Kann man abgelaufene Lebensmittel noch essen?

Die Frage, ob man Lebensmittel nach Ablauf des Mindesthaltbarkeitsdatums (MHD) noch essen darf, beschäftigt viele Verbraucher. Die gute Nachricht: Das MHD ist kein Verfallsdatum, sondern ein Hinweis darauf, bis zu welchem Zeitpunkt das Produkt bei richtiger Lagerung seine volle Qualität – also Geschmack, Geruch und Beschaffenheit – behält.

Bei trockenen Waren wie Mehl, Reis oder Nudeln, die verschlossen und kühl gelagert wurden, ist der Verzehr auch einige Wochen oder Monate nach Ablauf des MHD meist unbedenklich. Ebenso bei Konserven, die kein Rost zeigen und fest verschlossen sind – hier reicht oft eine sorgfältige Prüfung durch Riechen und Sehen, um die Verträglichkeit zu beurteilen.

Bei leicht verderblichen Produkten wie Milch, Fleisch oder Fisch sollte man hingegen vorsichtiger sein.
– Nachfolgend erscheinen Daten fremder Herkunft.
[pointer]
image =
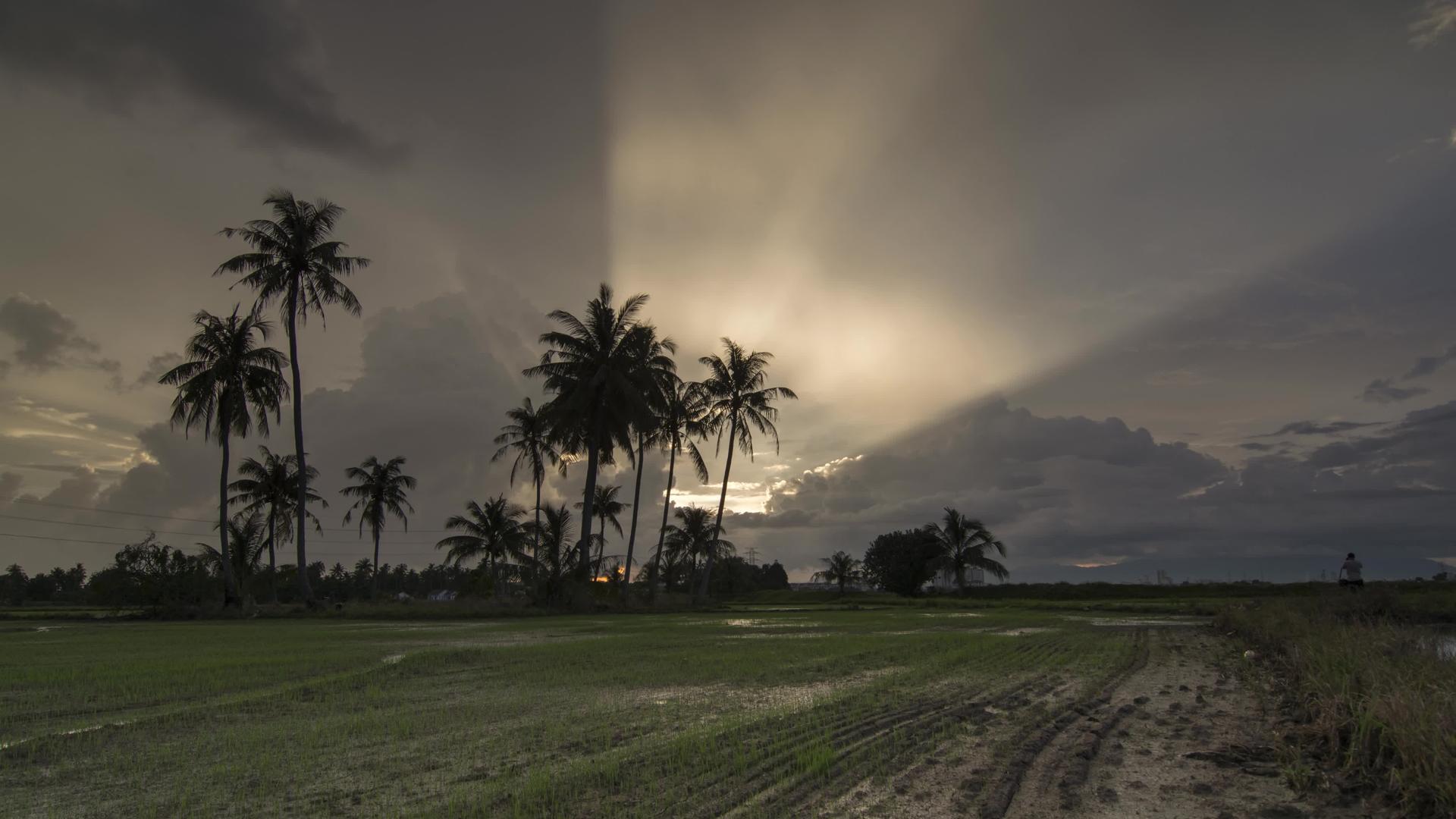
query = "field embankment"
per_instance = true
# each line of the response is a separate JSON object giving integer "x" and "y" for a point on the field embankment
{"x": 1370, "y": 682}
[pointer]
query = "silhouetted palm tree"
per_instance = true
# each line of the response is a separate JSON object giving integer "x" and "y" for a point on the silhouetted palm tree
{"x": 739, "y": 403}
{"x": 601, "y": 387}
{"x": 492, "y": 532}
{"x": 555, "y": 553}
{"x": 296, "y": 262}
{"x": 224, "y": 384}
{"x": 245, "y": 542}
{"x": 273, "y": 483}
{"x": 382, "y": 491}
{"x": 606, "y": 507}
{"x": 660, "y": 368}
{"x": 696, "y": 538}
{"x": 529, "y": 436}
{"x": 839, "y": 567}
{"x": 965, "y": 542}
{"x": 680, "y": 426}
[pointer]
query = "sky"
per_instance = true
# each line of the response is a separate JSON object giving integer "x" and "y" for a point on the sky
{"x": 1125, "y": 280}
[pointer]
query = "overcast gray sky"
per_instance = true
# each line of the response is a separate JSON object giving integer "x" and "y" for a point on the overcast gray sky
{"x": 1123, "y": 279}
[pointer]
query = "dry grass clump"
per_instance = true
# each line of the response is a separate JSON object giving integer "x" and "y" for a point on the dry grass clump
{"x": 1369, "y": 684}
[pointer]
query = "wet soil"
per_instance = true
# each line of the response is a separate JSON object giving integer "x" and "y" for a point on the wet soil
{"x": 1175, "y": 733}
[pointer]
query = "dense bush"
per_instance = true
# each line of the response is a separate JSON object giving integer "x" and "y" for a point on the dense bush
{"x": 902, "y": 561}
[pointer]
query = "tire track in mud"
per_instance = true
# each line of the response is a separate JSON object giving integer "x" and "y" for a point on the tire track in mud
{"x": 854, "y": 741}
{"x": 1001, "y": 796}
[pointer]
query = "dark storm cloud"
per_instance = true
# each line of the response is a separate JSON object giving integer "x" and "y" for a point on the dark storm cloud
{"x": 436, "y": 384}
{"x": 1427, "y": 365}
{"x": 1109, "y": 490}
{"x": 1318, "y": 428}
{"x": 245, "y": 58}
{"x": 1382, "y": 391}
{"x": 46, "y": 338}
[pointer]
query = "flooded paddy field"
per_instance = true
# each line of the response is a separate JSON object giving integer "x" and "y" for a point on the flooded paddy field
{"x": 805, "y": 711}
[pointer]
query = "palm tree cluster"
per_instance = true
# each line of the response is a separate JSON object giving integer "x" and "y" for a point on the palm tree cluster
{"x": 613, "y": 391}
{"x": 965, "y": 542}
{"x": 231, "y": 381}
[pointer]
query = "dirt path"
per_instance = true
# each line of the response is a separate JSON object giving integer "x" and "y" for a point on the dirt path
{"x": 1172, "y": 735}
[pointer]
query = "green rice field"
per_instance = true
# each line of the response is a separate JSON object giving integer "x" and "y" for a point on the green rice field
{"x": 756, "y": 711}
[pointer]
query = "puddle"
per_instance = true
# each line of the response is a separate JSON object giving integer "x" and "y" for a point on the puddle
{"x": 756, "y": 623}
{"x": 1443, "y": 645}
{"x": 1134, "y": 621}
{"x": 73, "y": 732}
{"x": 764, "y": 697}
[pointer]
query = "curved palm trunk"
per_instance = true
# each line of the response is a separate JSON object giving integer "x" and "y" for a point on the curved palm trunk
{"x": 536, "y": 538}
{"x": 229, "y": 579}
{"x": 584, "y": 548}
{"x": 723, "y": 499}
{"x": 373, "y": 580}
{"x": 637, "y": 503}
{"x": 300, "y": 531}
{"x": 601, "y": 544}
{"x": 661, "y": 532}
{"x": 273, "y": 560}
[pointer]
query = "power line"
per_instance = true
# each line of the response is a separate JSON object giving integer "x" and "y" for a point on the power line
{"x": 188, "y": 545}
{"x": 174, "y": 516}
{"x": 187, "y": 534}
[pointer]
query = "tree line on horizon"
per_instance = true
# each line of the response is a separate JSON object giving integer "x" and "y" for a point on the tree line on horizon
{"x": 610, "y": 384}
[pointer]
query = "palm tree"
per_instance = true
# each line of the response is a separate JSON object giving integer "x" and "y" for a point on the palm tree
{"x": 226, "y": 382}
{"x": 839, "y": 567}
{"x": 529, "y": 436}
{"x": 680, "y": 423}
{"x": 695, "y": 538}
{"x": 382, "y": 491}
{"x": 245, "y": 541}
{"x": 492, "y": 532}
{"x": 739, "y": 403}
{"x": 606, "y": 507}
{"x": 601, "y": 387}
{"x": 663, "y": 372}
{"x": 554, "y": 548}
{"x": 297, "y": 264}
{"x": 965, "y": 542}
{"x": 273, "y": 483}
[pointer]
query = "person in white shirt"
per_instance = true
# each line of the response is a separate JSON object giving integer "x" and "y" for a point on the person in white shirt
{"x": 1350, "y": 573}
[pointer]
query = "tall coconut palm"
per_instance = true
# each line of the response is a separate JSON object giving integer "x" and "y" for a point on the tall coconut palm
{"x": 657, "y": 363}
{"x": 555, "y": 553}
{"x": 529, "y": 438}
{"x": 680, "y": 428}
{"x": 382, "y": 491}
{"x": 737, "y": 404}
{"x": 296, "y": 262}
{"x": 245, "y": 542}
{"x": 965, "y": 542}
{"x": 840, "y": 569}
{"x": 273, "y": 484}
{"x": 492, "y": 532}
{"x": 695, "y": 537}
{"x": 599, "y": 384}
{"x": 606, "y": 507}
{"x": 226, "y": 384}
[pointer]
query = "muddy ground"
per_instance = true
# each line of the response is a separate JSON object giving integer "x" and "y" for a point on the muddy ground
{"x": 1177, "y": 733}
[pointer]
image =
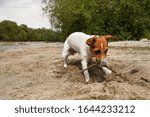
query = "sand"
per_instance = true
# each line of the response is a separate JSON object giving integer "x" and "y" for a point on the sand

Hier ist das Verbrauchsdatum maßgeblich, das bei bestimmten empfindlichen Lebensmitteln tatsächlich angibt, bis wann sie sicher verzehrt werden können.

Die Verbraucherzentrale weist darauf hin, dass Lebensmittelhändler Produkte nach Ablauf des MHD grundsätzlich weiterverkaufen dürfen, solange sie einwandfrei sind. Entscheidend ist also nicht allein das Datum auf der Verpackung, sondern der eigene gesunde Menschenverstand: Wie sieht das Lebensmittel aus? Riecht es frisch? Lässt sich noch problemlos zubereiten?

Statt blind auf das MHD zu vertrauen, lohnt es sich, genauer hinzusehen – so kann viel unnötige Lebensmittelverschwendung vermieden werden, ohne die eigene Gesundheit zu gefährden.